Itulah enaknya. Walau sehari di Makassar, begitu ketahuan sama keluarga di Kabupaten Gowa, maka tak pelak lagi berbagai ole-ole akan menjadi pengisi bagasi pesawat.
Semuanya makanan.
Ada Songkolo Bagadang, Sop Saudara, Pallubasa Serigala, Mie Titi, bakso Atiraja, Otak-Otak dan berbagai jenis kue. Ada barongko, palita, biji nangka, bolu cuke, sanggara balanda, putu kacang dan baruasa. Eh, ada juga burasa dan sambala kaluku ternyata.
Dari semua ole-ole itu, ada satu yang menyita perhatian saya. Sebungkus plastik berisi Wajek Bandong. Yang ini langsung saya isolir, tak ada yang boleh mengkaplingnya, baik istri saya, maupunanak-anak. Mereka hanya boleh menguasai kue barongko dan sejenisnya, begitu saya mendarat di rumah Jakarta.
Wajek Bandong, camilan yang terbungkus kertas minyak warna-warni dalam size sekali lumat ini dibikin dari perpaduan beras ketan, kelapa parut dan gula. Mereka itu dimasak dalam satu adonan, hingga mendidih sekali. Lalu dibungkus dengan kertas minyak dalam model segi empat atau bulat-bulat. Dibiarkan hingga membeku sendiri. Wajek Bandong ini bisa tahan sepuluh hari.
Saya paham jenis kue ini, karena dulu sewaktu saya sekolah di SMP di Gowa, saya jualan Wajek Bandong. Saya bikin sendiri atas bantuan ibu dan adik-adik saya. Lalu saya jual titip dengan sistem konsinyasi di warung-warung kecil -gadde-gadde bahasa Makassarnya-- di daerah Mangasa dan sekitarnya.
Jadi ini Wajek Bandong punya nilai histori. Ia menopang hidup kami.

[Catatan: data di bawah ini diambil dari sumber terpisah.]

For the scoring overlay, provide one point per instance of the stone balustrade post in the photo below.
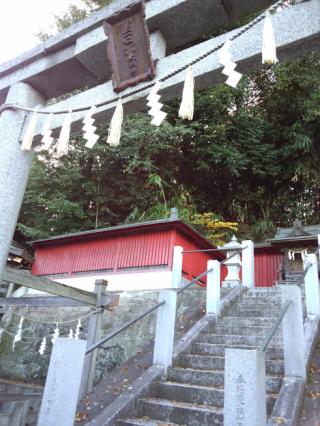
(248, 263)
(244, 388)
(213, 288)
(293, 335)
(165, 328)
(60, 396)
(312, 287)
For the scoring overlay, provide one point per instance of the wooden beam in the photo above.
(19, 396)
(24, 278)
(303, 17)
(40, 301)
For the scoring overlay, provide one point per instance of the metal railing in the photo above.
(154, 308)
(275, 325)
(143, 315)
(124, 327)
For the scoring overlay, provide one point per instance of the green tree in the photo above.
(249, 156)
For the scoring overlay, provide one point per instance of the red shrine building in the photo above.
(129, 257)
(140, 256)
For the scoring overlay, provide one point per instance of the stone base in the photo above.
(230, 283)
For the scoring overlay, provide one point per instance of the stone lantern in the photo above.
(233, 265)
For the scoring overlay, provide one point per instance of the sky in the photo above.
(21, 19)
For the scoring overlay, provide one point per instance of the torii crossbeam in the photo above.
(76, 58)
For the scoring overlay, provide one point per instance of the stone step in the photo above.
(144, 422)
(263, 302)
(239, 312)
(185, 392)
(193, 394)
(187, 414)
(250, 321)
(264, 291)
(242, 331)
(180, 412)
(208, 362)
(219, 350)
(212, 378)
(229, 339)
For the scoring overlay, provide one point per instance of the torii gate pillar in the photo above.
(15, 164)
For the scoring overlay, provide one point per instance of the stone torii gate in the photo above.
(77, 59)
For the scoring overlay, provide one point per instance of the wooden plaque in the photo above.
(129, 47)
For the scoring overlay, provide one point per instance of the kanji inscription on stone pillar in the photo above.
(129, 47)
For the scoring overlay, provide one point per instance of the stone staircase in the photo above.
(193, 392)
(19, 413)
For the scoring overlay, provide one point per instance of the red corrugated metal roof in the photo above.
(114, 253)
(158, 225)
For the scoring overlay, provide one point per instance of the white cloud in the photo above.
(21, 19)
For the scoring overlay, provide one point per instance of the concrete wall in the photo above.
(28, 365)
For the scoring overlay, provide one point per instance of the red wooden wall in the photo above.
(267, 262)
(112, 254)
(151, 249)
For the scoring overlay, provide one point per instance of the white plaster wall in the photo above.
(128, 281)
(152, 280)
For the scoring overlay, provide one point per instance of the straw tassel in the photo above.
(30, 132)
(229, 66)
(269, 51)
(115, 125)
(63, 141)
(43, 346)
(56, 333)
(155, 106)
(77, 333)
(186, 109)
(18, 336)
(47, 139)
(89, 129)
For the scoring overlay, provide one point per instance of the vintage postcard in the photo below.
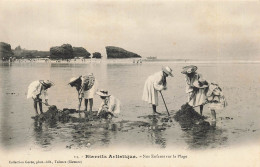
(129, 83)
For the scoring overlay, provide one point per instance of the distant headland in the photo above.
(65, 51)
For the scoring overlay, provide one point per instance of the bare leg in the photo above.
(40, 105)
(90, 104)
(35, 107)
(213, 113)
(86, 105)
(201, 109)
(154, 109)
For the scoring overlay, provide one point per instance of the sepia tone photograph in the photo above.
(129, 83)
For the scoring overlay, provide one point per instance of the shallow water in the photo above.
(134, 127)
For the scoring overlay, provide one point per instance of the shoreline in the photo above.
(130, 61)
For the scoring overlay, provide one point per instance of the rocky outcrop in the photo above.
(64, 51)
(5, 51)
(116, 52)
(28, 54)
(96, 55)
(81, 52)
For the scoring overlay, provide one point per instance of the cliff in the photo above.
(81, 52)
(23, 53)
(5, 51)
(116, 52)
(64, 51)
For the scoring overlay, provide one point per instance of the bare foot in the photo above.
(155, 112)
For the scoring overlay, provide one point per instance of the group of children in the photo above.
(200, 92)
(86, 87)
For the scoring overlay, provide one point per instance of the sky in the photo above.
(166, 29)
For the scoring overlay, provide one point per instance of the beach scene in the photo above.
(167, 83)
(135, 126)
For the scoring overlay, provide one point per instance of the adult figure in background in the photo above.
(37, 90)
(86, 87)
(110, 104)
(153, 84)
(201, 92)
(196, 87)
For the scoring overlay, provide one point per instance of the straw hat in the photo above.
(167, 70)
(47, 83)
(103, 93)
(189, 69)
(73, 79)
(198, 85)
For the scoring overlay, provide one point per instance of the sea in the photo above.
(237, 124)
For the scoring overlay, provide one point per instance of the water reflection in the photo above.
(201, 136)
(43, 132)
(157, 132)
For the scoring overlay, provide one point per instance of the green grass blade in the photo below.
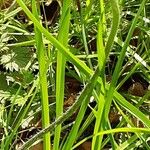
(61, 63)
(42, 80)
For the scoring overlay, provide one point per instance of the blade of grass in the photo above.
(117, 130)
(66, 115)
(73, 133)
(115, 76)
(42, 79)
(21, 114)
(61, 63)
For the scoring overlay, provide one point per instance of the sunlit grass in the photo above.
(86, 20)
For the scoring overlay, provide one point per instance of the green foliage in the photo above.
(103, 45)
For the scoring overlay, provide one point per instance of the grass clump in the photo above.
(75, 71)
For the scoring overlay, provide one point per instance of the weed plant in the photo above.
(103, 45)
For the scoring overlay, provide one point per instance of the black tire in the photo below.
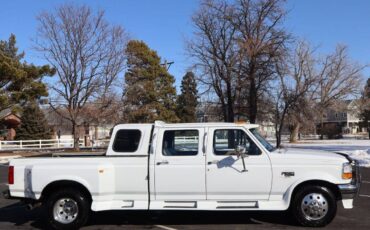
(322, 217)
(78, 198)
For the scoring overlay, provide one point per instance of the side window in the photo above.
(226, 140)
(127, 140)
(180, 143)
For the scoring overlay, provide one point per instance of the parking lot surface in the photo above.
(13, 215)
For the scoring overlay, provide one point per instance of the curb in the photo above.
(5, 159)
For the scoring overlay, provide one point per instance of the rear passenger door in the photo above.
(180, 166)
(226, 177)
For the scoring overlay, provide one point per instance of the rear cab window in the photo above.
(127, 140)
(180, 143)
(225, 142)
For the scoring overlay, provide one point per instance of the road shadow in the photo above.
(18, 215)
(150, 218)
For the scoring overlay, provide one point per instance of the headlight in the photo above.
(347, 171)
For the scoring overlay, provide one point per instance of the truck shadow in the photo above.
(17, 215)
(188, 218)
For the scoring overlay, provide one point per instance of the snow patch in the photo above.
(5, 159)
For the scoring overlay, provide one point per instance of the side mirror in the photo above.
(240, 150)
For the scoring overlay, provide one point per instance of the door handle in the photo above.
(212, 162)
(162, 163)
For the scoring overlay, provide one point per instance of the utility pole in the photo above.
(167, 65)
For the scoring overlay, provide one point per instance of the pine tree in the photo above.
(34, 125)
(365, 113)
(149, 92)
(187, 101)
(20, 82)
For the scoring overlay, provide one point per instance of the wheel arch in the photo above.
(55, 185)
(331, 186)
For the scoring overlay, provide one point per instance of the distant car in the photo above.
(193, 166)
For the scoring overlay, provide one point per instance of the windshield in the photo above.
(262, 140)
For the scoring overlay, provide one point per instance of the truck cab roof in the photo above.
(161, 124)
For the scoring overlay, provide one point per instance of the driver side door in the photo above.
(225, 175)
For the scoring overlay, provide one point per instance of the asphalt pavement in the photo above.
(13, 215)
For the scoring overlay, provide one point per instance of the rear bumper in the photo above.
(348, 191)
(6, 194)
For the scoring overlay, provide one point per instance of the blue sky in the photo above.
(165, 25)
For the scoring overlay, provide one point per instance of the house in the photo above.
(88, 130)
(9, 121)
(345, 116)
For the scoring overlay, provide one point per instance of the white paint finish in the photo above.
(226, 181)
(120, 180)
(347, 203)
(164, 227)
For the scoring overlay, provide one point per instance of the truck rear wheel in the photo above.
(67, 209)
(314, 206)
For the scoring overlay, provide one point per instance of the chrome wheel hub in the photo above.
(314, 206)
(65, 210)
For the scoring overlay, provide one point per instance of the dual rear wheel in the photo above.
(67, 209)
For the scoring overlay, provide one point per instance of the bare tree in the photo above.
(236, 46)
(338, 78)
(216, 54)
(262, 42)
(87, 53)
(297, 80)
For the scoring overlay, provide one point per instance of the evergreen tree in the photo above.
(187, 101)
(365, 113)
(149, 92)
(34, 125)
(19, 81)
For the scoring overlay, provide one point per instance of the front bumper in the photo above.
(348, 191)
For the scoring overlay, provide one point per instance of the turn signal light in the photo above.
(347, 171)
(11, 175)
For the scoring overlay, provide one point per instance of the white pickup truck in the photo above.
(193, 166)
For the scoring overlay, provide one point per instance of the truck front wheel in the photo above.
(314, 206)
(67, 209)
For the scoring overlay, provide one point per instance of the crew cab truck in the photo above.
(193, 166)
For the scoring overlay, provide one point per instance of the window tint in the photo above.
(180, 143)
(226, 140)
(127, 140)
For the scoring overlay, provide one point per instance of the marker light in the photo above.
(347, 171)
(11, 175)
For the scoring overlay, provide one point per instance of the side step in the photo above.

Dan, terus terang ini kue kegemaran saya sejak kecil. Pagi tadi isteri saya menyajikannya bersama kopi hitam disaat saya sedang asyik menjelajah di dunia maya.
Nikmat. Orang Jakarte bilang, pagi ini klar idup lho...
Kenapa sampai dikatakan Wajek Bandong. Mungkin kue ini asalnya dari Bandung. Sebab di sana ada juga camilan bernama Wajik Bandung.